He’ll save them all.

They don’t see yet, but they will.

-

Connie goes to boarding school in Keystone. Pearl visits on days when lives blur together, brief as human things, and Greg will lend her his van. 

They don’t spar much anymore, but this is not something Pearl can relinquish. Humans die. It is nasty and shocking and sudden.

Steven never learned rapier fighting. Perhaps someday she can teach him, but she does not hold out hope.

Connie teaches her how to video-chat. In the weeks that follow, she smiles at a Steven that is not her Steven. 

-

He goes to school this time because Pearl thinks he would like it. They hold his hands as he walks into kindergarten. He whimpers and clutches Garnet’s thigh, and she thinks that this is what is best for him.

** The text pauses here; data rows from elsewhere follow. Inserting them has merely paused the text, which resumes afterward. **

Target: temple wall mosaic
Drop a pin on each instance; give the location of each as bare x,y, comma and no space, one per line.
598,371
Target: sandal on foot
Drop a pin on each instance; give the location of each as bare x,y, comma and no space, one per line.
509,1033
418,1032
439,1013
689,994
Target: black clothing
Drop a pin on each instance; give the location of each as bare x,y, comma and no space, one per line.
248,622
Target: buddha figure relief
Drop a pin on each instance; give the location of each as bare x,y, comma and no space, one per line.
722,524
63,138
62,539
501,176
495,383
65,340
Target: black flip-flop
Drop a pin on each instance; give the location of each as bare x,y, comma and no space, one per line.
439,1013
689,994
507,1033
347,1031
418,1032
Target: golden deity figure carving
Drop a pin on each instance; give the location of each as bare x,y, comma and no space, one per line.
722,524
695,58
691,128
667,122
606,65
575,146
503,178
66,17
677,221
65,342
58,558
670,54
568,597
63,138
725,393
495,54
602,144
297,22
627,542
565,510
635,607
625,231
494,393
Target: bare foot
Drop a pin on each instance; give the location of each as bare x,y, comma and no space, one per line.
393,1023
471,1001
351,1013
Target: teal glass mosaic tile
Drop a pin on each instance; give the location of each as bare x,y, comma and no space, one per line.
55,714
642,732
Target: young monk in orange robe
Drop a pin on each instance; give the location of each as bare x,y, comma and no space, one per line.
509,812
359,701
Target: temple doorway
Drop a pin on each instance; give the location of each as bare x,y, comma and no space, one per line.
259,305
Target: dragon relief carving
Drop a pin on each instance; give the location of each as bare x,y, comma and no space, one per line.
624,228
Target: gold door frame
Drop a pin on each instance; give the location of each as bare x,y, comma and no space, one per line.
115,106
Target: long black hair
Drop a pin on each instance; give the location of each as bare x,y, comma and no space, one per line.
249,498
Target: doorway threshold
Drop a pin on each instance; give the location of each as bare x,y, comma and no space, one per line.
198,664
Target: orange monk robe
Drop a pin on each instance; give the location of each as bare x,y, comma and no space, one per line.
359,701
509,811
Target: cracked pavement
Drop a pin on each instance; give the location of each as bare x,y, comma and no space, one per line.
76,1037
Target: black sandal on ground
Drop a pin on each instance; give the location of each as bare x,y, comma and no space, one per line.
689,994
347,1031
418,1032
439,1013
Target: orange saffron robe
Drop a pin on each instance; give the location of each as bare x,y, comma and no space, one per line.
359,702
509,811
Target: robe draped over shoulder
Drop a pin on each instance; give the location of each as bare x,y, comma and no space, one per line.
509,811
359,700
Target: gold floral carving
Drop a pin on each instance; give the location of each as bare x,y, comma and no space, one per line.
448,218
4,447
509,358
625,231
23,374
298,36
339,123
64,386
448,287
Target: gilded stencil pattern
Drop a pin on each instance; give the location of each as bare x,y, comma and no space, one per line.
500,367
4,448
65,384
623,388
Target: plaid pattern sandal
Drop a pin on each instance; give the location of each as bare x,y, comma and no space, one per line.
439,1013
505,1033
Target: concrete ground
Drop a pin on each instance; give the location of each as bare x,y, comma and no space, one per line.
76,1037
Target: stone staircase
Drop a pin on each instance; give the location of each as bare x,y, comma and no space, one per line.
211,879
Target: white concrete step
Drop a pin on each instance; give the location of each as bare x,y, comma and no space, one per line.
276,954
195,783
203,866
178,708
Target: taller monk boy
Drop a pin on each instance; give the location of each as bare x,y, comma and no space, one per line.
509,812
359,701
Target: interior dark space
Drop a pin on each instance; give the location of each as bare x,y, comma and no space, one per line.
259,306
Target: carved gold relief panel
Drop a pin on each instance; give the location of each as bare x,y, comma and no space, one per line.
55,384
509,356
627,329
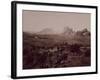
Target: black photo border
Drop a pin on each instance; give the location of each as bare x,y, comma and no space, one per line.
14,38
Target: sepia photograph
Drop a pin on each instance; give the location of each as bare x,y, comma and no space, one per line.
56,39
51,39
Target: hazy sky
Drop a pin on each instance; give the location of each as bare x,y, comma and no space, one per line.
35,21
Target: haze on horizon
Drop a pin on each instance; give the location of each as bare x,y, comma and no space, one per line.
36,21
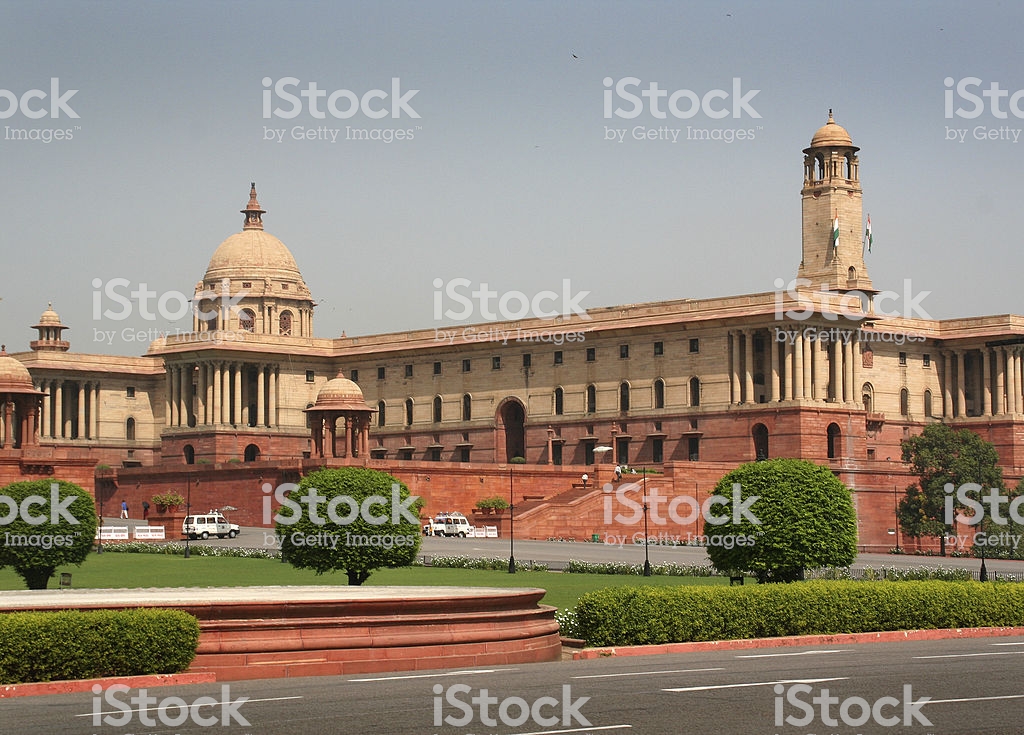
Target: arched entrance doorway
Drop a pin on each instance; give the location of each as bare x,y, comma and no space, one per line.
511,424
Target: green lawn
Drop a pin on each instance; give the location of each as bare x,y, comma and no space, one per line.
139,570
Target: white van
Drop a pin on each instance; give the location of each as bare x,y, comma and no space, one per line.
456,525
208,524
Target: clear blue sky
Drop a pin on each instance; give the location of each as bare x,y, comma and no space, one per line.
508,178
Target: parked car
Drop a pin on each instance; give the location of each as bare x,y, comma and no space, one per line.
208,524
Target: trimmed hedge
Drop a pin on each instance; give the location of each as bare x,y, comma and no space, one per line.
626,616
72,644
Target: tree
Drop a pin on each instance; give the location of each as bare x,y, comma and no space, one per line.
938,456
806,520
45,524
350,519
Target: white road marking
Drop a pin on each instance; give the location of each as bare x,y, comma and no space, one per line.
801,653
974,699
189,706
647,674
971,655
756,684
433,676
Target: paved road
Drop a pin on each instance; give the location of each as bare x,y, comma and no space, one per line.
974,687
555,554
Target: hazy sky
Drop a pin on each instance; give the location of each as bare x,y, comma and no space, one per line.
508,178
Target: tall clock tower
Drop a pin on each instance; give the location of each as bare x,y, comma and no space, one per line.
832,195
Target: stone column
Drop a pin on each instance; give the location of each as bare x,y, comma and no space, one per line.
272,397
961,409
749,366
947,386
83,429
855,368
798,366
94,412
986,383
999,396
237,419
260,402
808,368
44,420
734,364
774,395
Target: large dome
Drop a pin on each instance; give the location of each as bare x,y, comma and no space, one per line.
253,254
832,135
14,377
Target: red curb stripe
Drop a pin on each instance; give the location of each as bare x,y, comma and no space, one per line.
86,685
845,638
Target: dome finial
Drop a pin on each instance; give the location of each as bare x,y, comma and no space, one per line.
253,212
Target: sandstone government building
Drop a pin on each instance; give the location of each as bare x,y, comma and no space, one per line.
690,388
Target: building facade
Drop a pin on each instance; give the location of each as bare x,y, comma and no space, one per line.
810,371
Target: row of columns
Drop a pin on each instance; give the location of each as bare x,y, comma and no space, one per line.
325,434
1001,396
798,366
214,392
297,323
59,420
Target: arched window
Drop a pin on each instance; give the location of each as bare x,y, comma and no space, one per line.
835,441
867,397
760,435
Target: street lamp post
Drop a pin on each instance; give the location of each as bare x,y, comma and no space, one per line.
511,525
187,513
646,537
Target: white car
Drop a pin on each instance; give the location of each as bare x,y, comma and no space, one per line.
208,524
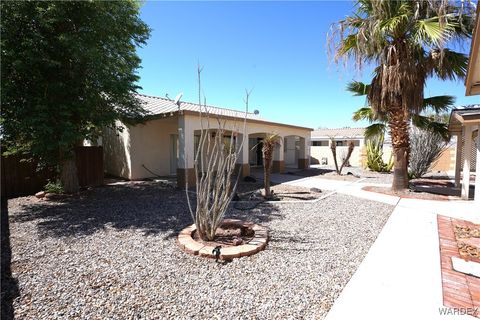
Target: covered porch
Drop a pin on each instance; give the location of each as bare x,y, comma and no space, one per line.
292,150
465,125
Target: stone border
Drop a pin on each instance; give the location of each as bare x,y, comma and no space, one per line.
459,290
258,243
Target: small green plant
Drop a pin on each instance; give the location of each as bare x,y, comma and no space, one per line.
54,187
375,155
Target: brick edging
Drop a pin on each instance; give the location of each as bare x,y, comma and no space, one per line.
258,243
459,290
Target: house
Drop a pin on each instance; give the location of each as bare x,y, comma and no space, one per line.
465,123
321,152
165,144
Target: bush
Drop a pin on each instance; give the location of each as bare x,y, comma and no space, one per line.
375,155
54,187
425,148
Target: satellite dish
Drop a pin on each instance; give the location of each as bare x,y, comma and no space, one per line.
177,99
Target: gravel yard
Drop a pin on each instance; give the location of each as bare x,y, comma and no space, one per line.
370,176
111,253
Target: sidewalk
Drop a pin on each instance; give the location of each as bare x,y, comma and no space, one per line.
400,278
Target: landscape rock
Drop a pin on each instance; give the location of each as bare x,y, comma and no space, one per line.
112,254
40,194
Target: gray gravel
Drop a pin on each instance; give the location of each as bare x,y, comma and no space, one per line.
371,176
111,253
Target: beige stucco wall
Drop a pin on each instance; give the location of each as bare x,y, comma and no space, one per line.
116,151
150,146
191,123
325,152
319,152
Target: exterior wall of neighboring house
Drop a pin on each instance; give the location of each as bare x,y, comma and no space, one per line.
320,151
116,151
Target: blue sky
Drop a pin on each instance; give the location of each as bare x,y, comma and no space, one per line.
278,49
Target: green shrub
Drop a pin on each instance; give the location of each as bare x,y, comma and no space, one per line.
375,155
54,187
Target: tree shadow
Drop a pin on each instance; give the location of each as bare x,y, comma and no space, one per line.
148,207
9,285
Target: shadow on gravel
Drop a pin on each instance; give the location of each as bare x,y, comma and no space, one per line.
148,207
9,285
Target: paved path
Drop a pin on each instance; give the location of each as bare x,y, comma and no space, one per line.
400,278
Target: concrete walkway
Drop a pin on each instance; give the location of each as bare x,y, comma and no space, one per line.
400,278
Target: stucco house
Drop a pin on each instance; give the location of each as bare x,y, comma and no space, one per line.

She hopes he doesn’t make friends. Friends are difficult.

-

“Steven, look!” Peridot swishes her hand, sending a small rock flying through the air. “Whooosh! Bam annnnd . . . gotcha!”

Steven giggles, delighted, and claps his hands.

Peridot smiles, proud to have gained Steven’s appreciation again. “Do you remember when I found out I could do this?” she says. “It was a good day.”

“He doesn’t remember,” Lapis says. “Do you, Steven?”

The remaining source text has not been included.